First off, you'll also need to install a few packages.

In [None]:
!pip install --quiet --upgrade neo4j
!pip install --quiet google-cloud-storage

You'll need to enter the credentials from your AuraDS instance below. You can get your credentials by following this walkthrough.

The "DB_NAME" is always neo4j for AuraDS. It is different from the name you gave your database tenant in the AuraDS console.

In [None]:
DB_URL = "neo4j+s://XXXXX.databases.neo4j.io"
DB_USER = "neo4j"
DB_PASS = "YOUR PASSWORD"
DB_NAME = "neo4j"

In [None]:
import pandas as pd
from neo4j import GraphDatabase


driver = GraphDatabase.driver(DB_URL, auth=(DB_USER, DB_PASS))


First we're going to create an in memory graph represtation of the data in Neo4j Graph Data Science (GDS).

Note, if you get an error saying the graph already exists, that's probably because you ran this code before. You can destroy it using the command in the cleanup section of this notebook.

In [None]:
with driver.session(database=DB_NAME) as session:
    result = session.read_transaction(
        lambda tx: tx.run(
            """
    CALL gds.graph.create.cypher('client_graph', 
      'MATCH (c:Client) RETURN id(c) as id, c.num_transactions as num_transactions, c.total_transaction_amnt as total_transaction_amnt, c.is_fraudster as is_fraudster',
      'MATCH (c:Client)-[:PERFORMED]->(t:Transaction)-[:TO]->(c2:Client) return id(c) as source, id(c2) as target, sum(t.amount) as amount, "TRANSACTED_WITH" as type ')
    """
        ).data()
    )
df = pd.DataFrame(result)
display(df)

Now we can generate an embedding from that graph. This is a new feature we can use in our predictions. We're using FastRP, which is a more full featured and higher performance of Node2Vec. You can learn more about that [here](https://neo4j.com/docs/graph-data-science/current/algorithms/fastrp/).

In [None]:
with driver.session(database=DB_NAME) as session:
    result = session.read_transaction(
        lambda tx: tx.run(
            """
    CALL gds.graph.streamNodeProperties
    ('client_graph', ['embedding', 'num_transactions', 'total_transaction_amnt', 'is_fraudster'])
    YIELD nodeId, nodeProperty, propertyValue
    RETURN nodeId, nodeProperty, propertyValue
    """
        ).data()
    )
df = pd.DataFrame(result)
df.head()

Now we need to take that dataframe and shape it into something that better represents our classification problem.

In [None]:
x = df.pivot(index="nodeId", columns="nodeProperty", values="propertyValue")
x = x.reset_index()
x.columns.name = None
x.head()

Note that the embedding row is an array.

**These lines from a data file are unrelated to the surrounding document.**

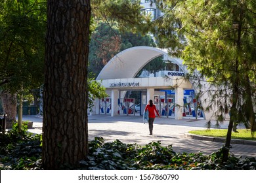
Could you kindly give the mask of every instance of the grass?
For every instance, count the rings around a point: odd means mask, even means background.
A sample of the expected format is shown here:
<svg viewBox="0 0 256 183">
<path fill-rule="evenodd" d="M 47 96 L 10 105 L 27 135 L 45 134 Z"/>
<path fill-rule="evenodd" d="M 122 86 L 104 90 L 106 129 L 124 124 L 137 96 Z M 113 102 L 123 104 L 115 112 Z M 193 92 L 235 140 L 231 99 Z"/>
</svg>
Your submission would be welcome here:
<svg viewBox="0 0 256 183">
<path fill-rule="evenodd" d="M 226 136 L 227 129 L 207 129 L 190 131 L 188 133 L 198 135 L 223 137 Z M 251 134 L 248 129 L 238 129 L 238 132 L 232 132 L 232 139 L 256 141 L 256 134 Z"/>
</svg>

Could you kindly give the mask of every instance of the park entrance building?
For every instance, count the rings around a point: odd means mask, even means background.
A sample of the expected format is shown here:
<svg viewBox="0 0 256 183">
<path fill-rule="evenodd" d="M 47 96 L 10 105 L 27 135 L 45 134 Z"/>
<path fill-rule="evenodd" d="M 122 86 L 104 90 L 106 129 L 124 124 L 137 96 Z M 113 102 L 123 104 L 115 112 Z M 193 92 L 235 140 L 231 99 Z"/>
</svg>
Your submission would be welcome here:
<svg viewBox="0 0 256 183">
<path fill-rule="evenodd" d="M 178 65 L 179 71 L 161 71 L 154 77 L 135 78 L 143 67 L 160 56 Z M 95 101 L 93 114 L 135 115 L 139 108 L 141 115 L 148 100 L 152 99 L 161 116 L 181 119 L 188 112 L 194 117 L 205 117 L 196 108 L 198 101 L 193 99 L 191 83 L 184 78 L 186 69 L 182 62 L 157 48 L 136 46 L 121 52 L 110 59 L 96 78 L 109 97 Z M 127 95 L 131 91 L 139 92 L 139 104 Z"/>
</svg>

To make this dataset more consumable, we should flatten that out into multiple individual features: embedding_0, embedding_1, ... embedding_n.

In [None]:
FEATURES_FILENAME = "features.csv"

embeddings = pd.DataFrame(x["embedding"].values.tolist()).add_prefix("embedding_")
merged = x.drop(columns=["embedding"]).merge(
    embeddings, left_index=True, right_index=True
)
features_df = merged.drop(
    columns=["is_fraudster", "num_transactions", "total_transaction_amnt"]
)
train_df = merged.drop(columns=["nodeId"])

features_df.to_csv(FEATURES_FILENAME, index=False)